The Supreme Court on Monday said that interference into the appointment and transfer of judges does not augur well for the institution of judiciary.
“Appointments and transfers go to the root of the administration of justice and where judicial review is severely restricted. Interference in system of administration of justice does not augur well for the institution,” a three-judge bench presided over by Chief Justice Ranjan Gogoi said.
The top court made the observations while allowing a plea by the Gujarat High Court Advocates Association, to keep its writ petition alive wherein it had questioned delay on the part of Union government in clearing the file related to elevation of Justice Akil Kureshi.
The Supreme Court Collegium had on May 10 recommended for appointment of Justice Kureshi as the Madhya Pradesh High Court chief justice.

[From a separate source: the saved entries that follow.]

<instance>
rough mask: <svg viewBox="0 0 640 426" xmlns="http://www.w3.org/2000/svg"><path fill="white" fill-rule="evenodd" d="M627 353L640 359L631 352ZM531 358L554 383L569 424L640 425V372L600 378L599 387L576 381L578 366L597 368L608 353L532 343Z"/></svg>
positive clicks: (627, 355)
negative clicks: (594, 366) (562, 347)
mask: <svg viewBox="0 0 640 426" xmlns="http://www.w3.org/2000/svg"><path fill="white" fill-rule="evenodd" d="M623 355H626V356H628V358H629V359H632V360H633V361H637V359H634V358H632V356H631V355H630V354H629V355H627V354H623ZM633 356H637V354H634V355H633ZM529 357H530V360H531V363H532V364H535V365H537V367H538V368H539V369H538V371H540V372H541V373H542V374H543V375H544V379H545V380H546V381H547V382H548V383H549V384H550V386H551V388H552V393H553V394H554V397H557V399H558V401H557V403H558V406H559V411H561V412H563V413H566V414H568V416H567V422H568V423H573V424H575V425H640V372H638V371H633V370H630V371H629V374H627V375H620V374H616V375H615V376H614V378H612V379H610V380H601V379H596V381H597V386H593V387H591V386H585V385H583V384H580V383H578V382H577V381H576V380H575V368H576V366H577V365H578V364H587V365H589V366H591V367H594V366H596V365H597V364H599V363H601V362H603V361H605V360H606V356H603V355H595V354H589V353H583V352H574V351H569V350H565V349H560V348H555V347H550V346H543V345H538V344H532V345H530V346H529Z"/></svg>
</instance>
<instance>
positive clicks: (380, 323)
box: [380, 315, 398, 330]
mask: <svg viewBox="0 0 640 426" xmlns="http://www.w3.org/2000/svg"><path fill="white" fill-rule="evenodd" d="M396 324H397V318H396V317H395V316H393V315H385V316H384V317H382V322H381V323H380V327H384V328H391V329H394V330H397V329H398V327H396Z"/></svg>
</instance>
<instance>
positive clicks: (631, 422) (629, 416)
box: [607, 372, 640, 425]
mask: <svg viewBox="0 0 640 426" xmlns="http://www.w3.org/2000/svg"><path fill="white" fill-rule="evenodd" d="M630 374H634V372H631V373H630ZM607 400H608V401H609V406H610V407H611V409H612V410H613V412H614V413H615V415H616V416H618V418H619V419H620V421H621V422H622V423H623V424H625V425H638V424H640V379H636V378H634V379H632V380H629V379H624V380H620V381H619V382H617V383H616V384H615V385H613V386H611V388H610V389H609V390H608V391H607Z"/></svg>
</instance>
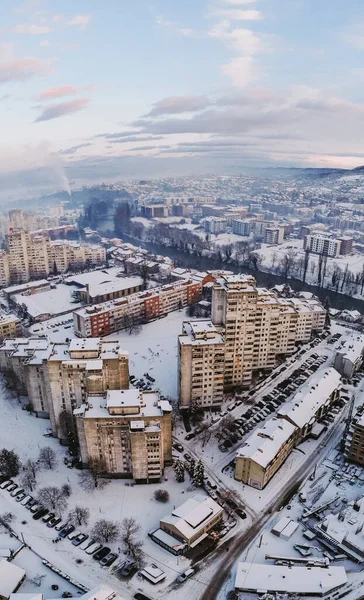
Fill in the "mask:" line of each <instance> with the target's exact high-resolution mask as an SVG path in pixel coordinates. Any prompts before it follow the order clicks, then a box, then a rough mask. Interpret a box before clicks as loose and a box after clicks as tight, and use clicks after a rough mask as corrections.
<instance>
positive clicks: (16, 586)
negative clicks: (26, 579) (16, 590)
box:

Following the delay on the part of the Union government, the Association filed a writ petition contending that it was in violation of the Memorandum of Procedure.
On objections raised by the government on August 23, and 27, in two communications and having sent some accompanying materials, the Collegium had on September 5 modified its recommendation and nominated Justice Kureshi for appointment as the chief justice of the Tripura Hight Court, instead of the Madhya Pradesh High Court.
On Monday, senior advocate Arvind Datar submitted that the matter should be kept pending till the government issued a notification for appointment of Justice Kureshi as the Tripura High Court Chief Justice.
Justice Kureshi, as the Gujarat High Court judge, had allowed the police remand of Union Home Minister Amit Shah in encounter cases in 2010.
He is currently posted at the Bombay High Court.
Notably, Madras High Court Chief Justice V K Tahilramani had earlier resigned after her transfer to the Meghalaya High Court as Chief Justice.
Following adverse media reports, the Collegium had said the transfer of judges or chief justice of high courts were made in “the interest of better administration of justice” and after “full and complete deliberations and due to cogent reasons”.
“The Collegium will have no hesitation in disclosing,” the reasons if necessary, it had then said.